“Time is a Western concept”. It’s a critical line in Tobias Hindholm’s A Hijacking that acknowledges the growing sense of anxiety and tension in the air. Detailing a hostage situation where Somali pirates overtake a Danish liner, Hindholm probes the blue-collar plights of a cook on board the ship as well as the white collar negotiation tactics of the executives responsible for the vessel. Intercutting the two claustrophobic settings (treading ocean waters and in an office), Hindholm regularly includes timestamps into his frame. As days turn to weeks and then to months, the well-defined characterization of the film’s principles buckle under the weight of mounting stress. Strategic though never manipulative, A Hijacking is exemplifies taut efficiency as the sense of time is encapsulated in every action of its plotting. So rare is it to see a film so compact and well-designed, showing such clear grasp of time and the mounting strains of its characters.
The cook (Pilou Asbæk) is initially seen talking to his wife and daughter. Advising his family that he’ll be a couple days late coming home, Hindholm immediately, if not blatantly, introduces a palpable sense of urgency to his film. We’re then introduced to the cutthroat business practices of the liners CEO Peter (Søren Malling), displaying rigid authority and confidence that would serve to his detriment later in the picture. Hindholm positions these two characters within the schematic of his narrative like chess pieces. Throughout the opening of the film, prior to the actual entrapment of the ship’s crew, these two characters are defined by their cunning, strategy, and heart. It then becomes an endurance test for the two, who utilize their own skills to attempt to resolve the situation, both inside the ship and within the confines of the liner’s posh headquarters.

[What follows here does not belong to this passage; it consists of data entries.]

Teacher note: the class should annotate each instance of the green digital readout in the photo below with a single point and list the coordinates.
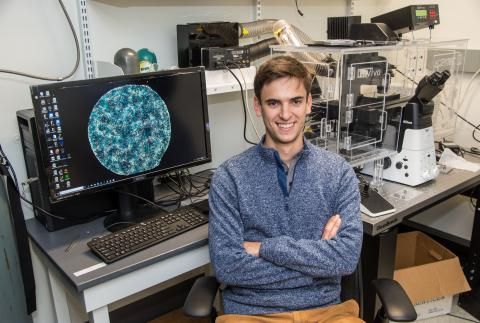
(421, 13)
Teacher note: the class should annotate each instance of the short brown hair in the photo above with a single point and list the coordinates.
(278, 67)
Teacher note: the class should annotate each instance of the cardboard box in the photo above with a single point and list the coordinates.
(430, 274)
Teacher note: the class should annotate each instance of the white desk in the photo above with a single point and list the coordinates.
(96, 289)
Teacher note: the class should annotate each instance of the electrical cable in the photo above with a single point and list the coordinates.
(246, 101)
(77, 62)
(142, 199)
(298, 10)
(4, 161)
(244, 107)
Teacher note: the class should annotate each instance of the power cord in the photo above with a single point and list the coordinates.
(244, 107)
(77, 62)
(247, 100)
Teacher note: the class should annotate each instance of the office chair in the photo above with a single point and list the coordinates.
(396, 306)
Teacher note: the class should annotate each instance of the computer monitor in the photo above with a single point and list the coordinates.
(103, 133)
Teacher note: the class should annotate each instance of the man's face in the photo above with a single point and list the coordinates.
(283, 107)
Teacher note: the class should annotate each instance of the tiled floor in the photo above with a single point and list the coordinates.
(457, 311)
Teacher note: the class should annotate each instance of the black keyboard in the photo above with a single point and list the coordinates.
(117, 245)
(372, 203)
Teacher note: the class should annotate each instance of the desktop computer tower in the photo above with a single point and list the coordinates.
(74, 210)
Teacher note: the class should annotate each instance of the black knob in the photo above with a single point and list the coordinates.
(387, 162)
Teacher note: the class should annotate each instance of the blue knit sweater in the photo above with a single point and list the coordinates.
(296, 270)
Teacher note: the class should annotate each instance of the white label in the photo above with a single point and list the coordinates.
(89, 269)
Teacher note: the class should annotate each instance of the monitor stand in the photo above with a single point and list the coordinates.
(129, 211)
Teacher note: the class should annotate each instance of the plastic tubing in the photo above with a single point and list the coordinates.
(261, 48)
(256, 28)
(292, 36)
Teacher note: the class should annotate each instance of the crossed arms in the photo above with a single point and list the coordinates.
(281, 261)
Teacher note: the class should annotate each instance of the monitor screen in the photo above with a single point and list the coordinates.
(99, 133)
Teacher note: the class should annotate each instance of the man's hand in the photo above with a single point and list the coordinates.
(331, 228)
(252, 248)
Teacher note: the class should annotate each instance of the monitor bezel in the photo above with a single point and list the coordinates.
(45, 162)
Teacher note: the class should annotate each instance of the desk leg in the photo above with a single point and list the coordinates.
(470, 301)
(472, 268)
(59, 296)
(100, 315)
(378, 261)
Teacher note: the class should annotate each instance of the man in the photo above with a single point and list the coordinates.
(284, 215)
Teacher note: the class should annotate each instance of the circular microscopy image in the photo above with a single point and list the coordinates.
(129, 129)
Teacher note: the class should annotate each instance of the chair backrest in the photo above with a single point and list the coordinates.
(352, 287)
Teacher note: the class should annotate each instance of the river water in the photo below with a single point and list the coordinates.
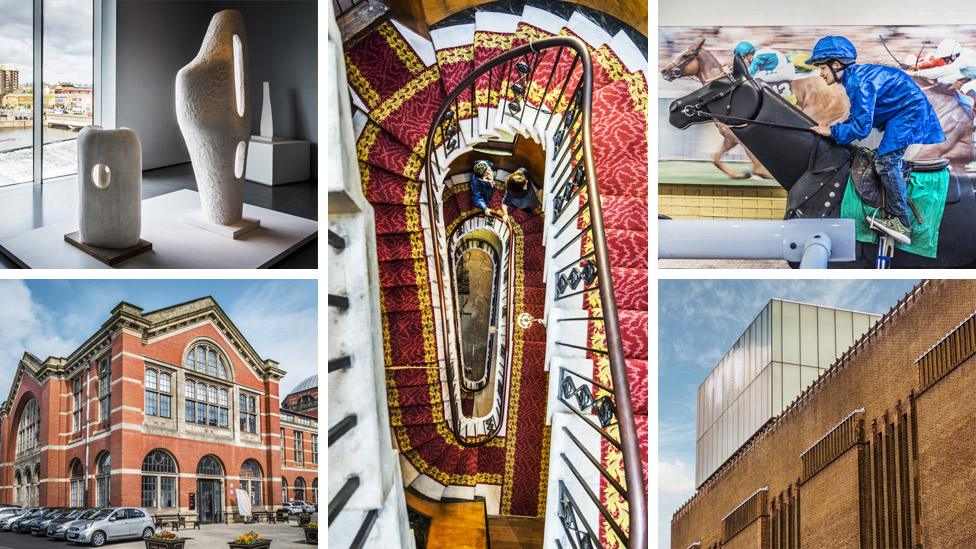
(15, 138)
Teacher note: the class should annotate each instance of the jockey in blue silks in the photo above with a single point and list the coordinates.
(887, 99)
(482, 185)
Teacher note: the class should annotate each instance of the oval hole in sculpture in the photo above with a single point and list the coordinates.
(101, 176)
(239, 158)
(239, 75)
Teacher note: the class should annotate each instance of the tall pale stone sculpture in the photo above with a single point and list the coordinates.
(214, 113)
(109, 194)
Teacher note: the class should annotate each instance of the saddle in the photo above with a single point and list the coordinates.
(867, 182)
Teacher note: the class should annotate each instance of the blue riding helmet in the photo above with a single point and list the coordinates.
(833, 47)
(743, 49)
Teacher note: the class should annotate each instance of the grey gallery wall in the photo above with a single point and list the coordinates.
(155, 38)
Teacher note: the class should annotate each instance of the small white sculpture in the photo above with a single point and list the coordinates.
(214, 114)
(267, 123)
(109, 187)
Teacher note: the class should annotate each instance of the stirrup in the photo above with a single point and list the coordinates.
(886, 251)
(884, 231)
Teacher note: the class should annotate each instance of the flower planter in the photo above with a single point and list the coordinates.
(177, 543)
(259, 545)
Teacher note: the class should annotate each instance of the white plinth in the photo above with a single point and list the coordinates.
(277, 161)
(176, 244)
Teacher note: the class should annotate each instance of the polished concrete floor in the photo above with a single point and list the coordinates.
(26, 206)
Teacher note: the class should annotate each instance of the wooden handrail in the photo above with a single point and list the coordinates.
(636, 497)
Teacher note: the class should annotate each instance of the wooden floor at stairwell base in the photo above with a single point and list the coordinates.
(462, 525)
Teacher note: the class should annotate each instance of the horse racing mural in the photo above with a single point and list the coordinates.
(758, 106)
(691, 56)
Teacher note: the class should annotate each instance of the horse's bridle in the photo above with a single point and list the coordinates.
(674, 71)
(698, 110)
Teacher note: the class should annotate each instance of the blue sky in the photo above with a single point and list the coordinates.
(698, 320)
(53, 317)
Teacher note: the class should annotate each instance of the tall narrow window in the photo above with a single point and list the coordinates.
(77, 484)
(248, 413)
(103, 480)
(16, 95)
(67, 81)
(76, 403)
(104, 389)
(251, 481)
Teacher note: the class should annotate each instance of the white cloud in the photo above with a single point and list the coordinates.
(280, 319)
(25, 325)
(675, 477)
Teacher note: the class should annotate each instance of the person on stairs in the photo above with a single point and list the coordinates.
(519, 193)
(483, 185)
(885, 98)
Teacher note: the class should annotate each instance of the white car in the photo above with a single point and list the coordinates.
(297, 506)
(111, 524)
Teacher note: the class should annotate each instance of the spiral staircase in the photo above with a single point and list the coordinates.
(566, 438)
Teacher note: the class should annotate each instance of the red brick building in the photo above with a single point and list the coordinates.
(172, 410)
(878, 452)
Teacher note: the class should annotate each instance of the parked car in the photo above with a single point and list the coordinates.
(24, 526)
(111, 523)
(9, 514)
(39, 525)
(297, 506)
(57, 528)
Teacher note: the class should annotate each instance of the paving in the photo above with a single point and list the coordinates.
(212, 536)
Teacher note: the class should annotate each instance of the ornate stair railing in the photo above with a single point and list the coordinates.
(574, 170)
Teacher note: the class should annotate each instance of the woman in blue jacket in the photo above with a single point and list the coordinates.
(887, 99)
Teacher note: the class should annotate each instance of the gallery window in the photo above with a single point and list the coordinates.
(206, 404)
(205, 359)
(77, 402)
(158, 393)
(29, 429)
(159, 480)
(40, 142)
(104, 389)
(251, 476)
(248, 413)
(103, 480)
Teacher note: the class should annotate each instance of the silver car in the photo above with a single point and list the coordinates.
(8, 514)
(111, 523)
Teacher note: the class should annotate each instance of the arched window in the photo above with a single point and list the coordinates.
(77, 484)
(209, 466)
(251, 481)
(159, 482)
(29, 429)
(205, 359)
(103, 480)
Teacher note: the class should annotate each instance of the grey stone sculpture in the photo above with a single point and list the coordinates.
(109, 187)
(214, 113)
(267, 122)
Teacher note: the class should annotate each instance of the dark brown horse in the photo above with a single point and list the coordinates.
(829, 105)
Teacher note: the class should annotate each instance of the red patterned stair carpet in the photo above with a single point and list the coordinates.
(401, 95)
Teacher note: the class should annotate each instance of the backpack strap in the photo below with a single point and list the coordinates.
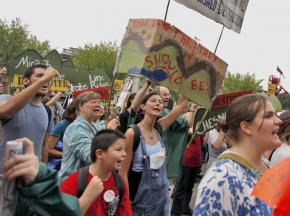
(159, 129)
(238, 159)
(119, 183)
(82, 180)
(49, 114)
(137, 134)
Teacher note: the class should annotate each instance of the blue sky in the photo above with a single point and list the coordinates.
(262, 44)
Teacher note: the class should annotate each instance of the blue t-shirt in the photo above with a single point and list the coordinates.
(59, 129)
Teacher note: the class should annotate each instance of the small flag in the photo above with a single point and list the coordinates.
(280, 71)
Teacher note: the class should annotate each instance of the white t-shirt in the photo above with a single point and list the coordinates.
(281, 153)
(212, 152)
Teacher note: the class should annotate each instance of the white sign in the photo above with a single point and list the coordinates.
(230, 13)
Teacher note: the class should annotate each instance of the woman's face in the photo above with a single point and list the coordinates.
(153, 106)
(264, 128)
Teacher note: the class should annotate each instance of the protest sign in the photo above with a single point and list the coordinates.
(118, 85)
(164, 54)
(79, 80)
(272, 88)
(57, 84)
(218, 109)
(227, 12)
(103, 91)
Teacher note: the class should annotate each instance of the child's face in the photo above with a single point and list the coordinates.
(115, 155)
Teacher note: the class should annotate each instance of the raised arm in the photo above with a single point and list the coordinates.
(51, 142)
(10, 107)
(167, 120)
(139, 96)
(4, 80)
(123, 171)
(54, 99)
(191, 114)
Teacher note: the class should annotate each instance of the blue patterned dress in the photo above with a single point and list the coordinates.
(225, 190)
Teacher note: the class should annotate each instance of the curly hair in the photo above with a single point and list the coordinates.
(284, 129)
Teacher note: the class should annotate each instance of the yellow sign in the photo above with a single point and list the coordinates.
(57, 84)
(271, 88)
(118, 85)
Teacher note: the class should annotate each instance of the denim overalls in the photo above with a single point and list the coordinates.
(152, 197)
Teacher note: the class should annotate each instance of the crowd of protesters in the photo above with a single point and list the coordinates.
(80, 160)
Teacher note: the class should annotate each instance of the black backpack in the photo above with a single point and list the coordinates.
(83, 178)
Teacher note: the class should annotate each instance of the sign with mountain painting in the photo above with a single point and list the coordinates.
(163, 53)
(78, 79)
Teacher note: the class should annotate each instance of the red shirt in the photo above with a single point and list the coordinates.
(192, 154)
(99, 206)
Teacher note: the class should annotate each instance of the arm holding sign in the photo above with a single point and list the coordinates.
(9, 107)
(54, 99)
(4, 81)
(167, 120)
(139, 96)
(40, 186)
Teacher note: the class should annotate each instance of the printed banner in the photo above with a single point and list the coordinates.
(103, 91)
(118, 85)
(57, 84)
(219, 109)
(227, 12)
(164, 54)
(79, 80)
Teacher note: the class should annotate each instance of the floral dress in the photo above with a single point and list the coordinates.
(225, 190)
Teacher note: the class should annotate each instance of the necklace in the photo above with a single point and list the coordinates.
(151, 135)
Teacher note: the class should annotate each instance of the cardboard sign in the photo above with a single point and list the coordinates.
(164, 54)
(57, 84)
(79, 80)
(227, 12)
(118, 85)
(103, 91)
(218, 109)
(272, 88)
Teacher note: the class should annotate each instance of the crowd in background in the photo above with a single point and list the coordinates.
(80, 158)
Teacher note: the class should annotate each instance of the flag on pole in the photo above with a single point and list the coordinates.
(280, 71)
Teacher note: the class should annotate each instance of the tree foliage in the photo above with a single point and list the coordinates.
(285, 101)
(240, 82)
(102, 55)
(15, 38)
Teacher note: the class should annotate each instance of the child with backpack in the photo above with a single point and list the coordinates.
(100, 189)
(144, 168)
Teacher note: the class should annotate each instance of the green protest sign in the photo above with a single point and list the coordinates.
(218, 109)
(79, 79)
(163, 53)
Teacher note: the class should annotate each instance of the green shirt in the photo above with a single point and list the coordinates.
(175, 140)
(43, 196)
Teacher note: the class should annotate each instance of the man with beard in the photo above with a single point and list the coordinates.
(23, 115)
(78, 136)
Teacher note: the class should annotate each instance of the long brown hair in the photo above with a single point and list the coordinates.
(244, 108)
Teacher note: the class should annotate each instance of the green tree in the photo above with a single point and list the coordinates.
(285, 100)
(102, 55)
(15, 38)
(240, 82)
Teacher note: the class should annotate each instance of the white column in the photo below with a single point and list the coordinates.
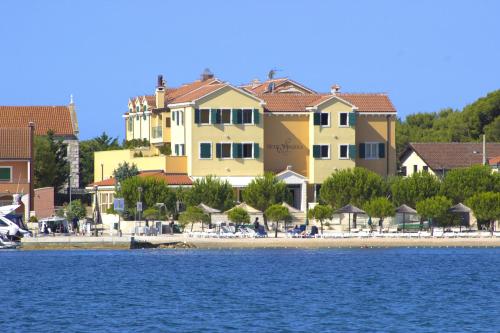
(303, 196)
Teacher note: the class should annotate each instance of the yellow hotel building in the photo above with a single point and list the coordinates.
(239, 132)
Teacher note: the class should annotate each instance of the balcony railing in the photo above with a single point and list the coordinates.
(157, 132)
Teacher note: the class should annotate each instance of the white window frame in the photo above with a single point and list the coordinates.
(329, 119)
(347, 157)
(230, 150)
(242, 116)
(329, 151)
(253, 150)
(376, 150)
(347, 119)
(209, 117)
(199, 150)
(10, 169)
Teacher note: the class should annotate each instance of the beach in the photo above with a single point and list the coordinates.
(183, 241)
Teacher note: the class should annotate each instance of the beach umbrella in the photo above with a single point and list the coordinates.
(207, 210)
(349, 209)
(460, 209)
(404, 209)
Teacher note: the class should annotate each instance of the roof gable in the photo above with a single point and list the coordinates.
(45, 118)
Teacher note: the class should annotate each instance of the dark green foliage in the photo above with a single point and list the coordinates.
(352, 186)
(410, 190)
(461, 184)
(153, 191)
(125, 171)
(265, 191)
(51, 166)
(238, 215)
(480, 117)
(211, 191)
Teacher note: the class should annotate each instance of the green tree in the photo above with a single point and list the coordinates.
(263, 192)
(486, 207)
(75, 209)
(211, 191)
(124, 171)
(51, 166)
(277, 213)
(352, 186)
(193, 215)
(154, 191)
(320, 213)
(380, 207)
(437, 209)
(238, 215)
(410, 190)
(461, 184)
(87, 150)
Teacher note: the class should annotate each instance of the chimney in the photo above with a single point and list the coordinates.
(335, 89)
(160, 92)
(207, 75)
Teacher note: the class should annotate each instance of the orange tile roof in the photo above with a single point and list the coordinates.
(56, 118)
(369, 102)
(15, 143)
(288, 102)
(198, 93)
(261, 87)
(169, 178)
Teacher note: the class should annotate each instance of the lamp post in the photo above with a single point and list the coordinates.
(139, 189)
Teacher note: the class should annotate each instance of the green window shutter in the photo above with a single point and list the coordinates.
(5, 174)
(218, 150)
(256, 150)
(316, 151)
(361, 150)
(197, 116)
(317, 119)
(352, 152)
(213, 116)
(352, 119)
(205, 151)
(381, 150)
(256, 116)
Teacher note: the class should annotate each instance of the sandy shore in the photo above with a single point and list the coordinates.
(65, 242)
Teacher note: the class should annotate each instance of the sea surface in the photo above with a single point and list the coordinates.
(363, 290)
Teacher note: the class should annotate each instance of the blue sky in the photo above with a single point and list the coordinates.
(427, 55)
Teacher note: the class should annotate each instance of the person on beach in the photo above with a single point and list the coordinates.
(256, 224)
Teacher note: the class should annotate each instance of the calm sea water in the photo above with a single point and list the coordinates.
(390, 290)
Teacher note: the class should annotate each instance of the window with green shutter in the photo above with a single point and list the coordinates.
(381, 150)
(205, 150)
(5, 174)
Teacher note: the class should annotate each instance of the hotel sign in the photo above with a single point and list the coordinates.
(286, 146)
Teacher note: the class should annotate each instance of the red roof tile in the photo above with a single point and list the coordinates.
(288, 102)
(369, 102)
(15, 143)
(56, 118)
(452, 155)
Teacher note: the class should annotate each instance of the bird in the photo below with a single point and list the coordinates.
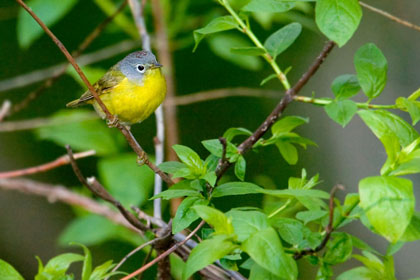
(131, 90)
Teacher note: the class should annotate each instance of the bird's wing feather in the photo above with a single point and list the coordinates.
(108, 81)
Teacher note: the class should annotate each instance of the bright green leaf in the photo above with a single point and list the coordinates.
(7, 272)
(345, 86)
(341, 111)
(217, 219)
(266, 250)
(206, 253)
(246, 223)
(268, 6)
(216, 25)
(388, 203)
(338, 19)
(371, 67)
(185, 215)
(49, 11)
(280, 40)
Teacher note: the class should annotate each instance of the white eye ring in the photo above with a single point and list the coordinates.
(141, 68)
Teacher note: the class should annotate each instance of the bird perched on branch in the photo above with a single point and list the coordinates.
(131, 90)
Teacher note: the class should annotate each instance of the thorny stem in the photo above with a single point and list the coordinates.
(245, 29)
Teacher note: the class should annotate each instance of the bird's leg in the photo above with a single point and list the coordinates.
(113, 122)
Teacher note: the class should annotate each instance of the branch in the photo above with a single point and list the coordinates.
(391, 17)
(96, 188)
(127, 134)
(82, 47)
(328, 230)
(165, 254)
(278, 110)
(63, 160)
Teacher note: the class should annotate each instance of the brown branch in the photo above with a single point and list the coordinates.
(82, 47)
(96, 188)
(284, 102)
(391, 17)
(127, 134)
(165, 254)
(63, 160)
(328, 230)
(220, 93)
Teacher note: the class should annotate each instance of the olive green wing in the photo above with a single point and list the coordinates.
(108, 81)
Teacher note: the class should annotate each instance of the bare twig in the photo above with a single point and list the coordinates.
(63, 160)
(165, 254)
(127, 134)
(5, 109)
(82, 47)
(284, 102)
(96, 188)
(391, 17)
(328, 230)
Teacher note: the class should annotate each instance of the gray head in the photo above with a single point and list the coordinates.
(135, 65)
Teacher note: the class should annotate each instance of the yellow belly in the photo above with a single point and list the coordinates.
(133, 103)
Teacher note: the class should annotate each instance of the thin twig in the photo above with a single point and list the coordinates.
(82, 47)
(96, 188)
(391, 17)
(127, 134)
(165, 254)
(5, 109)
(63, 160)
(328, 230)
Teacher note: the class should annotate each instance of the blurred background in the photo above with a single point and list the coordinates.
(31, 226)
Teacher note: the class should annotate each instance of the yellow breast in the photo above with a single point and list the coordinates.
(133, 103)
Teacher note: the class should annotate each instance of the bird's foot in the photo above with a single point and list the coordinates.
(113, 122)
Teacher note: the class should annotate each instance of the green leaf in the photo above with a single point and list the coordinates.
(57, 266)
(283, 38)
(359, 273)
(240, 168)
(412, 232)
(217, 219)
(252, 51)
(341, 111)
(388, 203)
(311, 215)
(266, 250)
(236, 188)
(81, 132)
(268, 6)
(7, 272)
(288, 152)
(345, 86)
(371, 67)
(49, 11)
(338, 19)
(205, 254)
(290, 230)
(171, 193)
(246, 223)
(84, 230)
(259, 273)
(221, 44)
(338, 249)
(185, 215)
(128, 182)
(190, 158)
(216, 25)
(287, 124)
(236, 131)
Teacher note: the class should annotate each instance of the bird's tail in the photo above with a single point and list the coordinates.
(74, 103)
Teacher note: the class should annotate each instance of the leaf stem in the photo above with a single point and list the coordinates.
(245, 29)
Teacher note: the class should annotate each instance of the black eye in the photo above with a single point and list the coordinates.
(140, 68)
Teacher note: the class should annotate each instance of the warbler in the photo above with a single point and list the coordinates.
(131, 90)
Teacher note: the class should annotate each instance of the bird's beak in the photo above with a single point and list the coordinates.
(156, 65)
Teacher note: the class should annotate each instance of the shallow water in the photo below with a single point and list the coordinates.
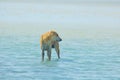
(89, 59)
(90, 49)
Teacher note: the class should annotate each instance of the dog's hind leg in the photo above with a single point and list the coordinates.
(49, 54)
(57, 50)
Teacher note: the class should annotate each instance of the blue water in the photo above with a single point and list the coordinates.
(81, 59)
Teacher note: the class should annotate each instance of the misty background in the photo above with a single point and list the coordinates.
(70, 18)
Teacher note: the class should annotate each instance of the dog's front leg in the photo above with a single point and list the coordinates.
(49, 54)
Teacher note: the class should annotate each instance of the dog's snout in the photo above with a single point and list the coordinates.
(60, 39)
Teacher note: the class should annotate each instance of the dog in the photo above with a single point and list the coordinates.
(48, 41)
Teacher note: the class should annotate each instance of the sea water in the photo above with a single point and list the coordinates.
(90, 49)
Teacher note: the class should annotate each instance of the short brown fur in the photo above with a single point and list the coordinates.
(48, 40)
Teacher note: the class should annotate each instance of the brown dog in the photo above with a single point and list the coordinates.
(48, 41)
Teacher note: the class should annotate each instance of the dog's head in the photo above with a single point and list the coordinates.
(55, 36)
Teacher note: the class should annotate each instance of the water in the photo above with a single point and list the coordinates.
(90, 49)
(89, 59)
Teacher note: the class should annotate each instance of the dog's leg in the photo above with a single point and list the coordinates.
(43, 55)
(49, 54)
(57, 50)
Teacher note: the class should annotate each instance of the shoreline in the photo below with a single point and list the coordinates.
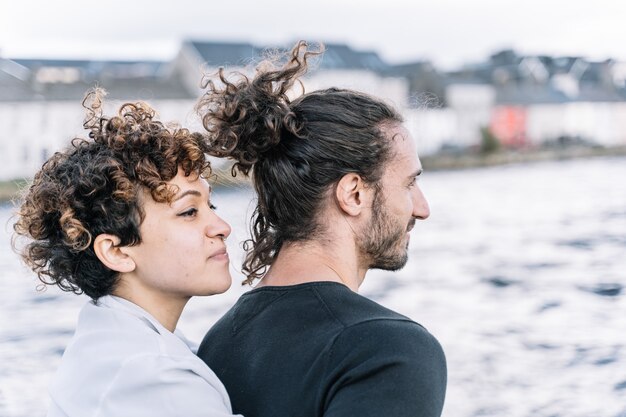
(9, 190)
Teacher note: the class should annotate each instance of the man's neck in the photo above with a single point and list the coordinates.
(314, 261)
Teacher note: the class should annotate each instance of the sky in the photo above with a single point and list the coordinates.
(449, 33)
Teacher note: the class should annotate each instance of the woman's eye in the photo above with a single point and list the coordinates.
(189, 213)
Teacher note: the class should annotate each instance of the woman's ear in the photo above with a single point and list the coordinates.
(112, 255)
(352, 194)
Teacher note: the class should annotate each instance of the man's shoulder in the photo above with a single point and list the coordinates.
(352, 309)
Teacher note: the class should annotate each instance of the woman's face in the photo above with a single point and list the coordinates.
(182, 251)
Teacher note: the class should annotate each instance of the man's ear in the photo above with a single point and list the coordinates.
(352, 194)
(112, 255)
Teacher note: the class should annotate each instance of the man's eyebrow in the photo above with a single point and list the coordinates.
(416, 173)
(186, 193)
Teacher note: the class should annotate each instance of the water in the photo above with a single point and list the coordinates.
(520, 272)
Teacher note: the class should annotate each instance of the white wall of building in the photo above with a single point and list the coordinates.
(30, 132)
(394, 90)
(602, 123)
(472, 104)
(431, 128)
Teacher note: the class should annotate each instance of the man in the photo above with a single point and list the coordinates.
(335, 175)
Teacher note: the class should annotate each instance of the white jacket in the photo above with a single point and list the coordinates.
(123, 362)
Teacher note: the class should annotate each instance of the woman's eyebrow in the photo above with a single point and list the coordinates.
(186, 193)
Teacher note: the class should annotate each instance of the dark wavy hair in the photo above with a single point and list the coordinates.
(296, 149)
(95, 186)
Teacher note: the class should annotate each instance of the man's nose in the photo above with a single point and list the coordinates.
(421, 210)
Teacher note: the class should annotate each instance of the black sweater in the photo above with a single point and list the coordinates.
(319, 349)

What A Hijacking unfolds to is a procedural where tension is presented through subtle gestures. With the physiological damage taking its tolls on the crew and the strains of trying to negotiate terms with terrorists, Hindholm moves with economic efficiency. This is one of those films that never wastes a second, extracting suspense out of every hushed pause and slight glance. Perhaps something so exacting may come across as too cold to register emotionally, but even then the film’s true “twist” is a heart-wrenching realization of familial obligation and business ethics. The perpetual ticking clock that Hindholm deploys then becomes something larger, wherein the psychological tolls reverberate outside of the ocean liner and office. Formally immaculate and relentlessly fascinating, A Hijacking succeeds as a calculating piece of genre filmmaking that outlines a trajectory from the start and delivers with propulsive force.